The fact that Dutch and French speakers were territorially mostly segregated facilitated this evolution. As well, after 1945 divergent economic developments between the Flemish north and francophone south, with the former becoming far more prosperous, gave rise to a genuine Walloon nationalism.
In 1962 the cultural and linguistic border was drawn for the first time between the Flemish and French-speaking areas. In 1963 language laws established Flemish, French and German as the official languages for their geographical areas.
Most institutions in the country are now divided. There is no longer even a single national broadcasting service, though separate channels are provided to the different language groups, Dutch, French and German. As a consequence, the general news agendas of Flanders and Wallonia are also entirely different.
It is largely Flemish nationalism that has made the country’s future precarious. Some use it to push a liberal economic agenda while others push exclusionary identity politics. There are also “Orangists,” who see Flemish independence as a step towards a union with the ethnically similar Netherlands.
In Flanders, migration was a major concern on June 9, with people calling it the “biggest problem.” That explains the position of Vlaams Belang (VB), an anti-immigration and separatist party calling to close the borders.
A few weeks before vote, the party’s leader, Tom Van Grieken said Flanders should become an independent republic, with Brussels as its capital. “Belgium is a failed state,” he declared.
The VB has called Belgium a “forced marriage” and says it will work towards an amicable dissolution from Wallonia. It wants to split the country, starting with a “declaration of sovereignty” backed by a Flemish majority.
One of the ironies about Belgium being described as a failed state is there is less for the state to fail at than almost any other European country because so much power has been devolved to the three regions – Flanders, Wallonia and Brussels.
From cradle to grave, the lives of Belgium’s divided communities barely overlap, with different schools, media, language and lifestyle. Its international borders are almost invisible, yet its internal ones are unignorable, as historian Tony Judt, has pointed out.
Secession would be simple, but pointless, he argued in a 1999 essay entitled “The Stateless State: why Belgium Matters.” Judt concluded that “We all know, at the end of the twentieth century, that you can have too much state. But Belgium may be a useful reminder that you can also have too little.”
Belgium offers a lesson in stability through chaos. Even its demise would be serene. It is the world’s most successful failed state. This is, after all, a country where someone sabotaged a nuclear-power station in 2014, without causing too much of a stir. A reputation for slack policing and arms-smuggling made it a perfect hub for Islamist terrorists, who killed scores between 2015 and 2016 in Belgium and France.
In any case, a new national government is likely to coalesce around the Flemish right-wing New Flemish Alliance (N-VA), which is autonomist rather than secessionist, and beat the VB in Flanders June 9. Its leader, Bart De Wever, is trying to form a ruling federal coalition. This is the first time a member of the N-VA has a clear shot at the country’s top job. But at least five parties, French and Flemish, may have to be involved.

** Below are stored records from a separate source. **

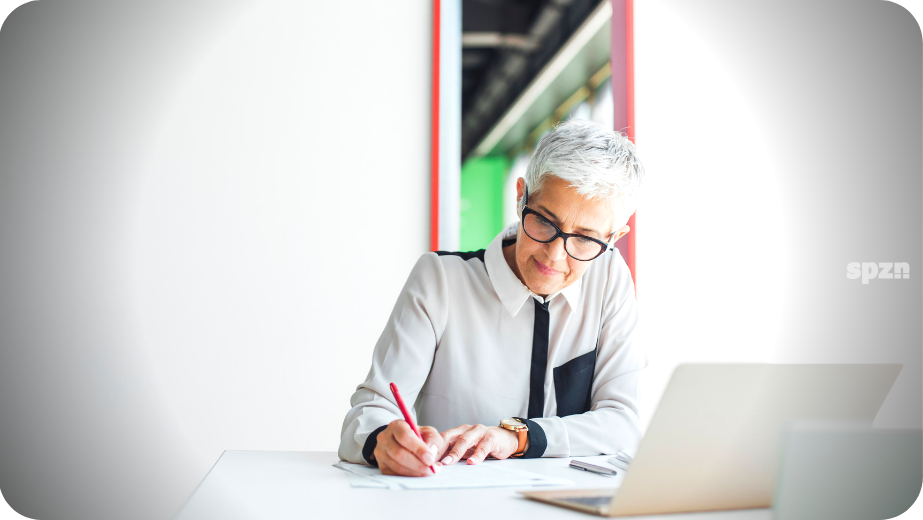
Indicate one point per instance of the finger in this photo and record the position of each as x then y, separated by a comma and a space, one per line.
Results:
397, 458
406, 463
481, 450
450, 437
462, 443
433, 439
406, 437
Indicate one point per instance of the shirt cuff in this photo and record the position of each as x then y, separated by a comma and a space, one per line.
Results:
537, 440
370, 443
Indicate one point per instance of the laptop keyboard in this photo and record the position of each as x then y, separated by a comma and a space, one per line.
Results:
600, 501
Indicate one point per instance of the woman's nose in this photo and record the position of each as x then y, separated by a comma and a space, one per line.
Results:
556, 249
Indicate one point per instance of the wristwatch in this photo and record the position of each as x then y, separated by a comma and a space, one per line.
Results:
521, 430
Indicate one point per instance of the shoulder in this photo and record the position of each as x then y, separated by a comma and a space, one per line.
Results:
437, 266
609, 280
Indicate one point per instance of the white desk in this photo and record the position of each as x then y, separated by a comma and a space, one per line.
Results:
282, 485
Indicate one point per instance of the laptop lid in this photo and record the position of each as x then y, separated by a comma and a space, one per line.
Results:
714, 440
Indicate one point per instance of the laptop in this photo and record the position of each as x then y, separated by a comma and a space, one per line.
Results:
714, 441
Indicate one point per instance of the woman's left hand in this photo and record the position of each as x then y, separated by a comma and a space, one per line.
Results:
477, 442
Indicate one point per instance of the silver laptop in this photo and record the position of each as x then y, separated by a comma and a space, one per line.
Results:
714, 441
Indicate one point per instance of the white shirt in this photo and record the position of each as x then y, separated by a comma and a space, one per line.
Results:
458, 345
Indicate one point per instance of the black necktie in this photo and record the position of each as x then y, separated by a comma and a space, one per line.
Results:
539, 360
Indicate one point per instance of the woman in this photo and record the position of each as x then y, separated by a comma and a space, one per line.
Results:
525, 348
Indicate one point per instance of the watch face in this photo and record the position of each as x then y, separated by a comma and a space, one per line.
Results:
512, 423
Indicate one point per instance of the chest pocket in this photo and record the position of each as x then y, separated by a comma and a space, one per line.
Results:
572, 384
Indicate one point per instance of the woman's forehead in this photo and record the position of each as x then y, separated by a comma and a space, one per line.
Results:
560, 200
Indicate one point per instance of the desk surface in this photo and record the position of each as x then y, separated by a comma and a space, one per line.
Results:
304, 485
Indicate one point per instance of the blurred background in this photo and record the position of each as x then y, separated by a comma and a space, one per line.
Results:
207, 209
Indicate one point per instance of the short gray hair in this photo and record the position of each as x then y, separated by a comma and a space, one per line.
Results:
598, 163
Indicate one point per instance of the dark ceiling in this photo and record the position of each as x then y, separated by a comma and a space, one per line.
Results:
505, 44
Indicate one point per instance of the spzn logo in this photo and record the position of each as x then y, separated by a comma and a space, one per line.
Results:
881, 270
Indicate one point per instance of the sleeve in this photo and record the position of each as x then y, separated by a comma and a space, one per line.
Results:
612, 423
403, 354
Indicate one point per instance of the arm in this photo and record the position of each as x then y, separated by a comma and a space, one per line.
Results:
403, 354
612, 424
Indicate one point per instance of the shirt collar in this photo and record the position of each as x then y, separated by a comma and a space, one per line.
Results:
512, 292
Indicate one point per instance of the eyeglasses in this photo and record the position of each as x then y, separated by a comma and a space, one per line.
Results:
540, 229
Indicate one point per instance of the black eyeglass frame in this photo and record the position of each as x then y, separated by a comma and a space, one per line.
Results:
604, 246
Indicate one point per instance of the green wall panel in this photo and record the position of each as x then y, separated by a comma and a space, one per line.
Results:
482, 181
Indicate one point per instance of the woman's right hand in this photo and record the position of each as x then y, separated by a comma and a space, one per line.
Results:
400, 452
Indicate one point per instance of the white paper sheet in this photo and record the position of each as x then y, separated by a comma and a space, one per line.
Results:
455, 476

The N-VA has dismissed separatism in the short term and wants to reform the Belgian state into a “confederal” one instead, moving all power to the regional level but keeping a national brand for things like foreign affairs and national defence. De Wever is also championing a classic conservative program of fiscal discipline and law and order. So he’s seen as somewhat less “dangerous,” for those who wish to see Belgium remain one state, no matter how tenuous.